Compatibility, Deprecation, and Migration Plan

  • Backward compatible:
    Existing applications without .withTtl() are completely unaffected.

  • No deprecations:
    TTL is an optional enhancement; existing APIs and store semantic will  remain unchanged.

  • Rolling upgrade safe:
    Older nodes simply ignore TTL configuration.

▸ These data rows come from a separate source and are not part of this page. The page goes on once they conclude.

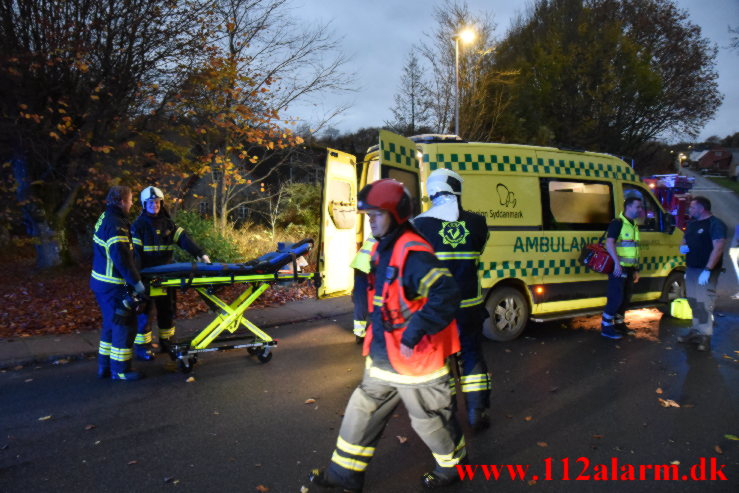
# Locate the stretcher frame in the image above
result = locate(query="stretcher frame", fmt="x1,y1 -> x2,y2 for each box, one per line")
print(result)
142,240 -> 320,373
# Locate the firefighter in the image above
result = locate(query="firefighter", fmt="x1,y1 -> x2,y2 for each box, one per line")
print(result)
600,196 -> 644,340
90,186 -> 145,380
132,187 -> 210,361
413,168 -> 491,431
309,179 -> 466,491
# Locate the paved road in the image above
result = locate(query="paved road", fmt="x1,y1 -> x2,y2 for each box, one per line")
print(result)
0,302 -> 739,493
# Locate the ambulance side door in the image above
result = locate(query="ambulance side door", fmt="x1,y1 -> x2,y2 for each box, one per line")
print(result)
317,149 -> 358,299
379,130 -> 422,216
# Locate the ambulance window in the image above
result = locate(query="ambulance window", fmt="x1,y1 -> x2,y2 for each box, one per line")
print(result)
382,166 -> 421,216
542,178 -> 613,231
621,185 -> 660,231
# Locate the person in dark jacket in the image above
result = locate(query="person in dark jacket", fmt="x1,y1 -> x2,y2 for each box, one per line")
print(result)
132,187 -> 210,361
677,196 -> 727,351
309,179 -> 467,491
90,186 -> 145,380
413,168 -> 491,431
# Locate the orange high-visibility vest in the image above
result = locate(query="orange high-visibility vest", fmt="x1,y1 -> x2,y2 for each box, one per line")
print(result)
362,231 -> 460,376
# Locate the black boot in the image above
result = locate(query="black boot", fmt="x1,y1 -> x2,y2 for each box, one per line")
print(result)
467,409 -> 490,433
421,469 -> 459,490
308,469 -> 362,493
695,335 -> 711,351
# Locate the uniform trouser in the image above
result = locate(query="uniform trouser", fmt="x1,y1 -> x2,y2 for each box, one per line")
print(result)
685,267 -> 719,336
326,369 -> 467,489
135,288 -> 177,350
602,267 -> 634,325
456,305 -> 491,411
95,284 -> 136,373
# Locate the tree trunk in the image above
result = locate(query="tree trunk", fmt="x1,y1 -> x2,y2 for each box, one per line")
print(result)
13,157 -> 79,269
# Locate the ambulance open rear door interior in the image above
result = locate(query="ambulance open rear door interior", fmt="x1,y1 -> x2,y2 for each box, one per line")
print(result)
318,149 -> 359,298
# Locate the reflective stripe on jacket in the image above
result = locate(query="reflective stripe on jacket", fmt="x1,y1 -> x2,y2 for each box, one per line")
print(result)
91,206 -> 141,289
363,229 -> 460,376
616,213 -> 639,267
413,209 -> 489,308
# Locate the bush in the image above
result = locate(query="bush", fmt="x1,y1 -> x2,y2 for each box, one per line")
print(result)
175,210 -> 244,262
175,210 -> 318,263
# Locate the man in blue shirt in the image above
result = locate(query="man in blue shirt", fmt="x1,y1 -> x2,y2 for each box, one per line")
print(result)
677,196 -> 726,351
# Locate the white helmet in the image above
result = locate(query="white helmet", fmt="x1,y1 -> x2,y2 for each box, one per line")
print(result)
426,168 -> 464,199
141,187 -> 164,207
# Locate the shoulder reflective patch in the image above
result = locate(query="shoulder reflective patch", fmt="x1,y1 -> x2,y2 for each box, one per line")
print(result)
439,221 -> 470,248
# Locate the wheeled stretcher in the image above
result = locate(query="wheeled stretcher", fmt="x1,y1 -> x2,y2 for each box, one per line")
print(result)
141,239 -> 320,373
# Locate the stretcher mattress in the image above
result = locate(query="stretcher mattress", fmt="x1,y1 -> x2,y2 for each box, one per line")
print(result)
141,239 -> 313,279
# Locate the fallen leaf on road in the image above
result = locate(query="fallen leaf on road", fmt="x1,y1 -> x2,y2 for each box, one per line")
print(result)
658,398 -> 680,407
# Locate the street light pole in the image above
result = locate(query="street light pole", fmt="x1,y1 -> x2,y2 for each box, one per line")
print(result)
454,34 -> 459,135
452,28 -> 475,135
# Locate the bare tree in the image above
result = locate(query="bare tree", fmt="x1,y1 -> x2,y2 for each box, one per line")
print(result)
385,48 -> 431,135
419,0 -> 495,132
194,0 -> 353,229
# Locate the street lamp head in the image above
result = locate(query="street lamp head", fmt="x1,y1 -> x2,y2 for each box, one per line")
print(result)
458,27 -> 476,44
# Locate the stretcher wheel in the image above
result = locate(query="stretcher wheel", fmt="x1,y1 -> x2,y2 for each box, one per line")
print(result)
257,348 -> 272,363
177,356 -> 198,373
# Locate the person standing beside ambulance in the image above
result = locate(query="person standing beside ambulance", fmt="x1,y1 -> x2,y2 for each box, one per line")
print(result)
308,179 -> 467,492
131,187 -> 210,361
413,168 -> 491,431
600,197 -> 644,340
677,196 -> 726,351
90,185 -> 145,380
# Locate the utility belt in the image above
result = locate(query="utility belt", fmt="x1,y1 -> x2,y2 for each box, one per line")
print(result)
113,289 -> 148,325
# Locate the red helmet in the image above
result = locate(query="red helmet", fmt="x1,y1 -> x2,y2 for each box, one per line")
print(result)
357,178 -> 411,224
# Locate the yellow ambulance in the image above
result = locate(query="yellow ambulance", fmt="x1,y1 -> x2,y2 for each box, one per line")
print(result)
319,131 -> 685,341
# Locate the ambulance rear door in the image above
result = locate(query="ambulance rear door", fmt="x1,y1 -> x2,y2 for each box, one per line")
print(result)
318,149 -> 358,299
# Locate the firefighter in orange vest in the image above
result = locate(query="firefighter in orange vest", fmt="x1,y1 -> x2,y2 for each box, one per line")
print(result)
309,179 -> 466,491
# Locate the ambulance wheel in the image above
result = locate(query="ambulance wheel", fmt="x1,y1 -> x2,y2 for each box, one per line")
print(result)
257,348 -> 272,363
482,288 -> 529,341
659,271 -> 685,315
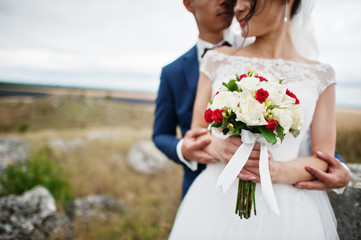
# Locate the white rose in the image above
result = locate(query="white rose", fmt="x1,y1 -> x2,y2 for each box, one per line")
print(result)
260,80 -> 287,105
234,92 -> 267,126
237,77 -> 260,96
210,91 -> 239,111
272,108 -> 293,133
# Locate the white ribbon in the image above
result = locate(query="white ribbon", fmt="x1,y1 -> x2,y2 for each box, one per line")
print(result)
216,130 -> 280,215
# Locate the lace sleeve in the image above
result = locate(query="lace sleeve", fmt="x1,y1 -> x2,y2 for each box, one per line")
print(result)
317,64 -> 336,94
199,50 -> 224,82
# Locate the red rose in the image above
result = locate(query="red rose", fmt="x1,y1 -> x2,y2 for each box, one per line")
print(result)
286,89 -> 300,104
238,73 -> 247,81
256,88 -> 269,103
265,119 -> 277,132
212,109 -> 223,122
204,108 -> 213,123
256,76 -> 267,82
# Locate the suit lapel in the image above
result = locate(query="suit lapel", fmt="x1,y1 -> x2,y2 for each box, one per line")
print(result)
183,46 -> 199,95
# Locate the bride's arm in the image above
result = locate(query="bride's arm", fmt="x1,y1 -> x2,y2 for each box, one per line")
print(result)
191,72 -> 212,129
270,85 -> 336,184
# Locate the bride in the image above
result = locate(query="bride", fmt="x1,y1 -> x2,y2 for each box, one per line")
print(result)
169,0 -> 338,240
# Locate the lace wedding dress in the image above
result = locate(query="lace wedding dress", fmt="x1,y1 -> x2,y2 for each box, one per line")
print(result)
169,51 -> 338,240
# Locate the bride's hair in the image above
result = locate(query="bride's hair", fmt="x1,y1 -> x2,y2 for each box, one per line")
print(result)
245,0 -> 301,37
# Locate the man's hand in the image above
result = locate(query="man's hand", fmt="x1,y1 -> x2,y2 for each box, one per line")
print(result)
181,128 -> 217,163
294,151 -> 351,190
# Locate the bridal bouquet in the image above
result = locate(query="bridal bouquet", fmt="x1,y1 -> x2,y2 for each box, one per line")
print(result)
204,71 -> 303,219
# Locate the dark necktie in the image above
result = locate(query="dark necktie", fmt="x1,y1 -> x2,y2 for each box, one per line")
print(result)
201,41 -> 232,58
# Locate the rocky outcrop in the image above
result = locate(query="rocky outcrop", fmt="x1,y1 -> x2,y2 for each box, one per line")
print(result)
328,187 -> 361,240
127,141 -> 170,175
67,195 -> 125,222
0,136 -> 30,175
328,164 -> 361,240
0,186 -> 71,240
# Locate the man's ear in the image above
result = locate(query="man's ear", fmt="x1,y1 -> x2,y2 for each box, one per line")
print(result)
183,0 -> 194,13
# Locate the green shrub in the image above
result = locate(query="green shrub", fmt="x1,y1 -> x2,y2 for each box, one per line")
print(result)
18,122 -> 30,133
0,147 -> 72,204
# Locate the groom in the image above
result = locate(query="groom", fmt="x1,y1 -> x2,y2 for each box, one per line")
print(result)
153,0 -> 350,198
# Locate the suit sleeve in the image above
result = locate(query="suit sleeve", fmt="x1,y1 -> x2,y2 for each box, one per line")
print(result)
152,68 -> 182,164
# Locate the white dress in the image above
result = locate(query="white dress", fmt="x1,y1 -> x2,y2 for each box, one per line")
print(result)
169,51 -> 339,240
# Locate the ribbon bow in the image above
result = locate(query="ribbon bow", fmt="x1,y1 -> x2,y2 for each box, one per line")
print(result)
216,129 -> 280,215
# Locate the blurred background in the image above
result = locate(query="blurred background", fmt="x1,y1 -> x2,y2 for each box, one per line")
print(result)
0,0 -> 361,239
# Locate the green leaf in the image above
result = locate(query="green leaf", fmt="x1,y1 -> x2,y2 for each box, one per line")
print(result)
228,79 -> 238,92
290,129 -> 300,138
211,123 -> 222,128
276,123 -> 285,142
258,126 -> 277,144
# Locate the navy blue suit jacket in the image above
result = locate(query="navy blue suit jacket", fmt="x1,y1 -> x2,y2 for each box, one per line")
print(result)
153,46 -> 205,197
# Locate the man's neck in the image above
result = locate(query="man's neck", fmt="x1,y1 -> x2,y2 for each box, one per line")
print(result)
198,31 -> 224,44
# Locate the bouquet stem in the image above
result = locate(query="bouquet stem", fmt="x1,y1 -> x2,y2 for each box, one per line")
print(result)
236,179 -> 256,219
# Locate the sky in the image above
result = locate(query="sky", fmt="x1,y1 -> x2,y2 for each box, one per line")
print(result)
0,0 -> 361,108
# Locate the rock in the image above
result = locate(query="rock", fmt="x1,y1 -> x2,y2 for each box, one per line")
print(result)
0,136 -> 30,175
328,187 -> 361,240
49,138 -> 86,153
328,164 -> 361,240
87,131 -> 119,141
0,186 -> 71,240
67,195 -> 126,222
127,141 -> 170,175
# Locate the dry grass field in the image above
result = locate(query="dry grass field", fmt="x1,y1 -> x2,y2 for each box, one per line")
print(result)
0,86 -> 361,240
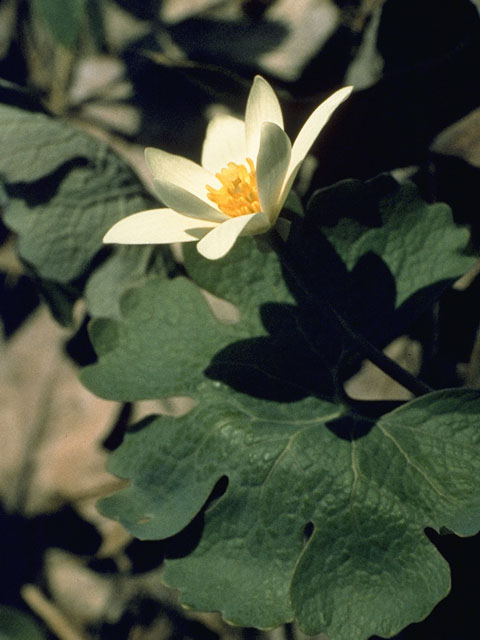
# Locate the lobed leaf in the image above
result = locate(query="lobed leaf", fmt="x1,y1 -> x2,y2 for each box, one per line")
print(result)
0,105 -> 161,296
101,385 -> 480,640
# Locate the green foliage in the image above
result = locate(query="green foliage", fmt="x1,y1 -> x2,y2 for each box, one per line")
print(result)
0,95 -> 480,640
102,386 -> 480,640
31,0 -> 87,49
0,605 -> 47,640
82,178 -> 480,640
0,105 -> 166,320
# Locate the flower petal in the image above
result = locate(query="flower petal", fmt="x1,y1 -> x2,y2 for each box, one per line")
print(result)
282,87 -> 353,200
197,213 -> 271,260
145,147 -> 216,204
245,76 -> 283,162
256,122 -> 291,223
103,209 -> 216,244
153,180 -> 228,222
202,115 -> 247,174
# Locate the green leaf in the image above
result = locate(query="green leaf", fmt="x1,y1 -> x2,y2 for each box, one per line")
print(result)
31,0 -> 87,49
82,278 -> 244,400
82,249 -> 331,401
97,385 -> 480,640
302,176 -> 476,343
0,605 -> 47,640
85,245 -> 174,319
0,105 -> 151,285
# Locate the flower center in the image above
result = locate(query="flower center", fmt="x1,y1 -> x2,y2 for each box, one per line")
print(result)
207,158 -> 260,218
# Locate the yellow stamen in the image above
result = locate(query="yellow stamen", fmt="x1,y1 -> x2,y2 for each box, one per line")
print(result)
206,158 -> 260,218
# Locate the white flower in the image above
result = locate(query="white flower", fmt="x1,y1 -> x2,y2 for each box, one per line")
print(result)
103,76 -> 352,260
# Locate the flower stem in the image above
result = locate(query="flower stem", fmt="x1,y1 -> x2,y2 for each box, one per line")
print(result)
270,231 -> 433,396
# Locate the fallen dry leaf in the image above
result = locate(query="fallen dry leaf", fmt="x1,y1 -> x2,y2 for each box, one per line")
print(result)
0,308 -> 122,515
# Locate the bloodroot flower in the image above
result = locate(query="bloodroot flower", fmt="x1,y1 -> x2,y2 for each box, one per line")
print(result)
103,76 -> 352,260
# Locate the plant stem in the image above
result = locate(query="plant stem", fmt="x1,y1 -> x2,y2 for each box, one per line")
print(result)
270,231 -> 433,396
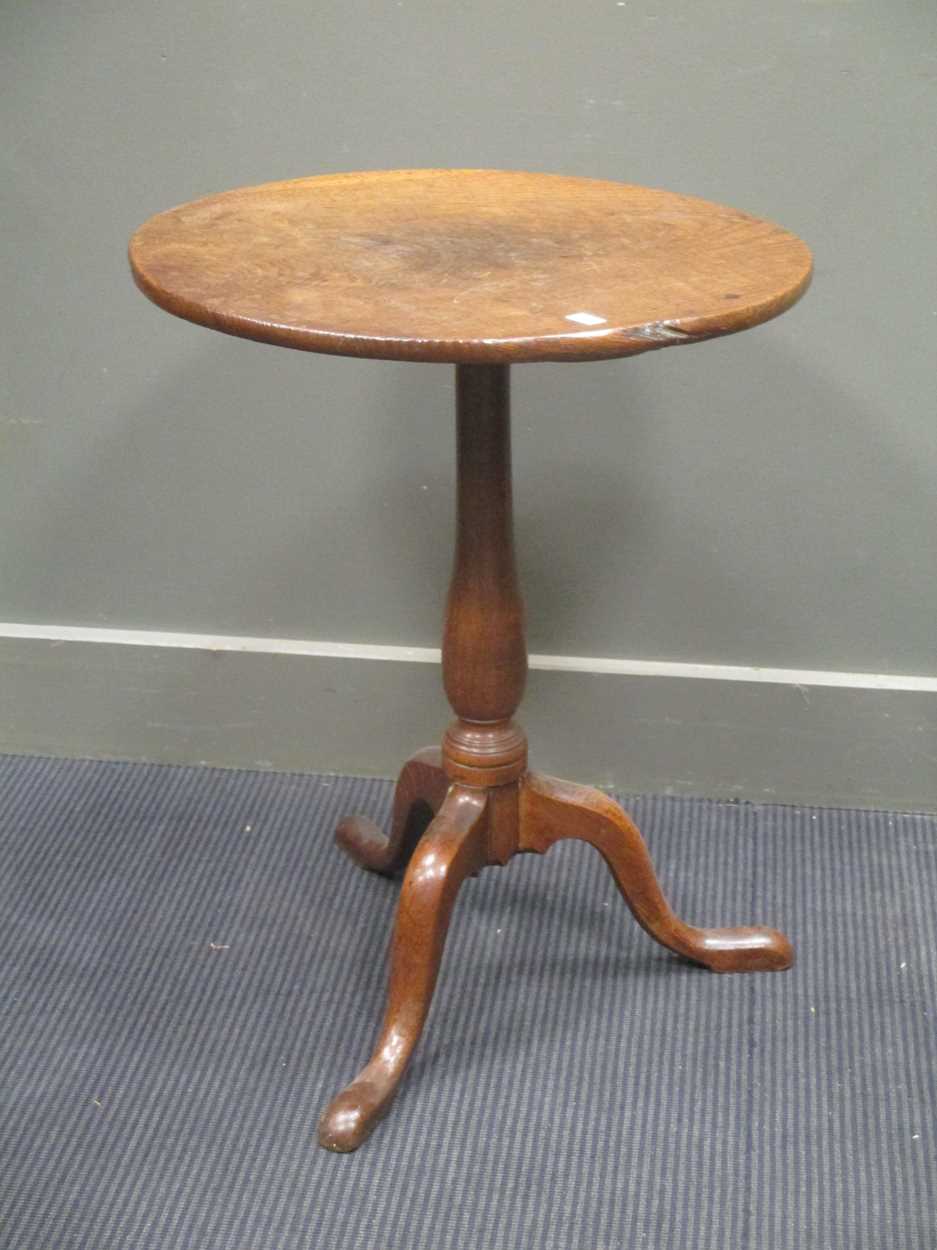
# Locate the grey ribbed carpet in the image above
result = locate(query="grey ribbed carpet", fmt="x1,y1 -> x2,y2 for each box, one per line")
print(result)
0,758 -> 937,1250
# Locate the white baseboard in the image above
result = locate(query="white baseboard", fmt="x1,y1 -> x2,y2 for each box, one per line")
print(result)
0,625 -> 937,811
0,621 -> 937,694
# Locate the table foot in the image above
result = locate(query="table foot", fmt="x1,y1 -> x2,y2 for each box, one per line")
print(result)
319,790 -> 487,1153
518,773 -> 793,973
335,746 -> 450,874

Once upgraded, cleanup begins automatically without data loss. – questionable again ??

  • Changelog impact:
    Expired entries produce tombstones, allowing consistent recovery and downstream cleanup and flush to changelog.

  • Migration path:
    Applications using manual punctuation-based cleanup can remove that logic once native TTL is adopted.

Test Plan

  • Unit tests:

  • TTL configuration on builder.

  • Timestamp comparison and eviction correctness.

  • Integration tests:

  • Automatic expiration of entries after TTL.

  • Entries are not evicted before TTL expiry.

  • Eviction continues even during idle input (WALL_CLOCK_TIME).

  • Tombstone emission and correct state recovery.

  • Performance tests:
    Evaluate impact of periodic cleanup and measure compaction stability under large state sizes. – highly questionable !!

Rejected Alternatives

  • Manual cleanup via punctuation (current common approach)

  • Requires boilerplate code in each processor.

  • Risk of inconsistent or incorrect timestamp logic.

  • Harder to maintain and test across multiple applications.

  • Dedicated TTL store types (e.g., TTLTimestampedStore) ~ KAFKA-4212

  • Would fragment API.

  • Adds unnecessary type complexity.

  • Making TTL a builder option keeps the API simple and unified.

  • Always-on TTL

  • Not suitable for all workloads (e.g., reference tables or long-living stores).

  • Must remain optional to preserve backward compatibility.


My Summary notes: 

This KIP introduces optional TTL support for TimestampedKeyValueStore, leveraging the existing per-record timestamp to enable automatic, consistent, and efficient data expiry.
It removes the need for manual punctuation-based cleanup, reduces boilerplate, and ensures correctness through non-regressive timestamp handling and flushes to changelog- as tombstones.